(PAP) Marek Falenta rozpoczął proces sprzedaży wszystkich posiadanych bezpośrednio oraz pośrednio akcji Hawe. Przejęciem pakietu w Hawe zainteresowane są trzy podmioty, wśród których są zarówno inwestorzy branżowi, jak i finansowi - poinformowało PAP źródło zbliżone do transakcji.
"Falenta chce sprzedać wszystkie posiadane przez siebie bezpośrednio i pośrednio akcje Hawe, ten proces obecnie się toczy. Zainteresowane zakupem akcji Hawe są trzy podmioty, wśród których są zarówno inwestorzy branżowi, jak i finansowi" - powiedział rozmówca PAP.
"Proces jest dynamiczny, do finalizacji może dojść szybko" - dodał.
Źródło poinformowało PAP, że na sprzedaż wystawione są akcje posiadane przez Marka Falentę oraz kojarzony z nim cypryjski podmiot Trinitybay Investments Ltd. Obecnie Marek Falenta posiada bezpośrednio 28.023.509 akcji Hawe, dających 8 proc. głosów na walnym zgromadzeniu spółki. Cypryski Trinitybay Investments Ltd. ma 28.023.509 akcji spółki, dających 27,08 proc. głosów na walnym.
PAP nie udało się skontaktować z Markiem Falentą w sprawie komentarza.
Biznesmen usłyszał w ubiegłym tygodniu zarzuty w sprawie współudziału przy nielegalnych podsłuchach, których treść publikował tygodnik "Wprost". Takie same zarzuty zostały postawione wiceprezesowi Hawe, Krzysztofowi Rybce (pomimo postawionych zarzutów Falenta i Rybka prosili, aby w mediach posługiwać się ich pełnymi danymi osobowymi). Podejrzani nie przyznali się i złożyli wyjaśnienia. Grozi im do 2 lat więzienia.
We wtorek Hawe podało, że Krzysztof Rybka zrezygnował z pełnienia funkcji wiceprezesa zarządu Hawe, a ojciec Marka Falenty, Waldemar Falenta, zrezygnował z funkcji przewodniczącego rady nadzorczej spółki.

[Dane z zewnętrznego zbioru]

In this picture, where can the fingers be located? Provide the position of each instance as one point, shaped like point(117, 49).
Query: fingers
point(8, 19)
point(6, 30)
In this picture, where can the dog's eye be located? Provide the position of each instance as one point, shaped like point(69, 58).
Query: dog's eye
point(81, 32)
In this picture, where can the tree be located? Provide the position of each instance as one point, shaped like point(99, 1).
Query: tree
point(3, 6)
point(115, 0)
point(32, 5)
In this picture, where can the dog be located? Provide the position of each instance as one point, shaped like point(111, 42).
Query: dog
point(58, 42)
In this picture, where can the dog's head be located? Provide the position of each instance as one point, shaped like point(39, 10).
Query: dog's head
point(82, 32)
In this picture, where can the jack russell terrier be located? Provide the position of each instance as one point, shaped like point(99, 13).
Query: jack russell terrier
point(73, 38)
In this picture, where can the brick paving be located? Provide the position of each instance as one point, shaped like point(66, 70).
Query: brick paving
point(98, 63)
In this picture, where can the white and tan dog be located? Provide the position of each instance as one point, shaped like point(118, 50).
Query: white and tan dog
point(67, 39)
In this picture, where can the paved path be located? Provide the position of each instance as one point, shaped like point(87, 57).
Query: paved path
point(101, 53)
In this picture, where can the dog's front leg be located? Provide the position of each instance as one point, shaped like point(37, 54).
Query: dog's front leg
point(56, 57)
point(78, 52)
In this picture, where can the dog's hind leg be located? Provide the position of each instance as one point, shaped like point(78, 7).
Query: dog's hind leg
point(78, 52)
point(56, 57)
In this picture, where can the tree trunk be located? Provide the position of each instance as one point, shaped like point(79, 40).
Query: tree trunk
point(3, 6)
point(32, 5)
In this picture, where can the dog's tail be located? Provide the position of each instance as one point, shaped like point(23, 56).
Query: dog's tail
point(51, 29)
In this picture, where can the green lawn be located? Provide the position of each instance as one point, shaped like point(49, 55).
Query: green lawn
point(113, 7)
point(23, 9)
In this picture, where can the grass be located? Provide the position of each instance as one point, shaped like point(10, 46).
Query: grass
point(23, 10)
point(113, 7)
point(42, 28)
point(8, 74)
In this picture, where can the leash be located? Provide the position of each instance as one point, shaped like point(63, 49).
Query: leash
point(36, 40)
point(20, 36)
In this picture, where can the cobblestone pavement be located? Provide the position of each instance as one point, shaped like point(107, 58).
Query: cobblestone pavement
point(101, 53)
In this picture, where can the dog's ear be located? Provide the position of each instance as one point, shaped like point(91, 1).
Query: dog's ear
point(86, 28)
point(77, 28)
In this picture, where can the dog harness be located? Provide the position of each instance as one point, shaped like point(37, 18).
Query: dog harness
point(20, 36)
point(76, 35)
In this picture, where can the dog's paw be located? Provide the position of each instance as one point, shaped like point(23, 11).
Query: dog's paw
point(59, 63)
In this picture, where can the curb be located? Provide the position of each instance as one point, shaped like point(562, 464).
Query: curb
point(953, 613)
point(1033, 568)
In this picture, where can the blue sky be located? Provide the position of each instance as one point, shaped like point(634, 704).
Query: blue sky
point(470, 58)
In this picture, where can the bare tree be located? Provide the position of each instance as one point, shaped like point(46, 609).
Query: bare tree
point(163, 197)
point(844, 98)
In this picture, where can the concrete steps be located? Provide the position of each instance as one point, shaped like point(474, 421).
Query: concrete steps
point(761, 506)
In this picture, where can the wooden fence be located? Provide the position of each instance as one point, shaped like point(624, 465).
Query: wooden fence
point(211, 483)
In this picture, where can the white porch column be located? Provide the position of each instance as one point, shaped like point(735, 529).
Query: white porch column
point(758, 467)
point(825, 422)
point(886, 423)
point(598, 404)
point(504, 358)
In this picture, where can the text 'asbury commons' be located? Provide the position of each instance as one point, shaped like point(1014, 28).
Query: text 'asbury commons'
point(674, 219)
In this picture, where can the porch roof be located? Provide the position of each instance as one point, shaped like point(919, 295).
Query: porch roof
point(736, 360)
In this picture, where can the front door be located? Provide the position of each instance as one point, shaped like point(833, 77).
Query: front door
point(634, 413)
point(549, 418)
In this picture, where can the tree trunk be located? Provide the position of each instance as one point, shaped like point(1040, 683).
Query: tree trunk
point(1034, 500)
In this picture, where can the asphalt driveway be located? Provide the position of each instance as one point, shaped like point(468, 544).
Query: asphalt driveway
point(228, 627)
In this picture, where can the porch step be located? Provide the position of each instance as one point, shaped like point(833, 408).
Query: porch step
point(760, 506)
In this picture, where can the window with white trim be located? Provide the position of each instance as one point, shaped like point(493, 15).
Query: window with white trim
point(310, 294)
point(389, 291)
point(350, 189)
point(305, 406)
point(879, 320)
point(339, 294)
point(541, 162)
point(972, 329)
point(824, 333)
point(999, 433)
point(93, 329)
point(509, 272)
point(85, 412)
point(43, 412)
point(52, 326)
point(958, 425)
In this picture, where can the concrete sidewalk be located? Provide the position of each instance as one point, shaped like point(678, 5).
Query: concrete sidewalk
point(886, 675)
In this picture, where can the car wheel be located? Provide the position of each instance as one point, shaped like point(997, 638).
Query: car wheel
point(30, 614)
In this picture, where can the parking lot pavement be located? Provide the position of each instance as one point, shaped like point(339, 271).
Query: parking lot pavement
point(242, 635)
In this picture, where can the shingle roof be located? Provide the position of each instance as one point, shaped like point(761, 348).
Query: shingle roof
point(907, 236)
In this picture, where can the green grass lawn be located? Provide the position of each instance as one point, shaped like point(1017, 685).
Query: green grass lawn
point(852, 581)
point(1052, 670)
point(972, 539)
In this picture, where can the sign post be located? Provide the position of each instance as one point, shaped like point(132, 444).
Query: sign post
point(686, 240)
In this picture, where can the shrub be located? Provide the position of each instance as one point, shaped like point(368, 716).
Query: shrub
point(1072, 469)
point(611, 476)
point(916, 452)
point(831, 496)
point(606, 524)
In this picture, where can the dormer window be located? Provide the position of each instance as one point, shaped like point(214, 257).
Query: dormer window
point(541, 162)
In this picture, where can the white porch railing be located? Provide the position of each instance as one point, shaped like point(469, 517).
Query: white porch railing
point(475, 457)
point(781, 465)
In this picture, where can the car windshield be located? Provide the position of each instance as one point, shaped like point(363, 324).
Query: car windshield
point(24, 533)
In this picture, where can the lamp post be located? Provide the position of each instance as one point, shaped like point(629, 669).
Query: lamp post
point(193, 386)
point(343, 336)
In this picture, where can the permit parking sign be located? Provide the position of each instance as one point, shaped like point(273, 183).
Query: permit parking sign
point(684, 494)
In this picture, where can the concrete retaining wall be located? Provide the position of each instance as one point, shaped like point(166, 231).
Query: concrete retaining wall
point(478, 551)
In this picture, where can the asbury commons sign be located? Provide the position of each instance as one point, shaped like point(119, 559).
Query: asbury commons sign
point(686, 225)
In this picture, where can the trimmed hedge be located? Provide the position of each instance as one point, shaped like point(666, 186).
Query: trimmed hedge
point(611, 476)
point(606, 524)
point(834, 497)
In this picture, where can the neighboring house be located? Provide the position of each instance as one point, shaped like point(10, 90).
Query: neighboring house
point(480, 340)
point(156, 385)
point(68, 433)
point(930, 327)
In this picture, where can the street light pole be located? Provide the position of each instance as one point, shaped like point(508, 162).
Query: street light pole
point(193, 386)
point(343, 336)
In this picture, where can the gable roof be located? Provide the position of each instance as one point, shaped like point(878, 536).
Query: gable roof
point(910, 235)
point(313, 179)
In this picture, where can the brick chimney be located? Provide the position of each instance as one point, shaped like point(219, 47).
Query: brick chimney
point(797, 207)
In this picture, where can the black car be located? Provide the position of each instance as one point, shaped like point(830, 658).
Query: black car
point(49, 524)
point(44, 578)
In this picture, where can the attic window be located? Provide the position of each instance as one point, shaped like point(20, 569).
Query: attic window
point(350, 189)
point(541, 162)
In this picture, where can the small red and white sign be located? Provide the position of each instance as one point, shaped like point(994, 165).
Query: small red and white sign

"W ostatnich dniach znalazłem się w centrum wydarzeń, które były szeroko opisywane przez media. Stanowczo zapewniam, że stawiane mi, w związku z tymi wydarzeniami, zarzuty absolutnie nie mają pokrycia w rzeczywistości" - napisał Rybka w oświadczeniu przesłanym we wtorek PAP.
"Stawiane mi zarzuty nie mają żadnego związku z Hawe i jej spółkami zależnymi. Zdecydowałem się jednak złożyć rezygnację, mając świadomość, że długotrwałość całego procesu i jego medialny wymiar mogą – choć w sposób nieuprawniony – negatywnie wpłynąć na postrzeganie spółki" - dodał.
Hawe jest operatorem największej sieci światłowodowej w Polsce zbudowanej w celu świadczenia usług dla innych operatorów telekomunikacyjnych.
We wtorek o godz. 15.40 kurs Hawe na warszawskiej giełdzie rośnie o 1,9 proc. do 2,65 zł.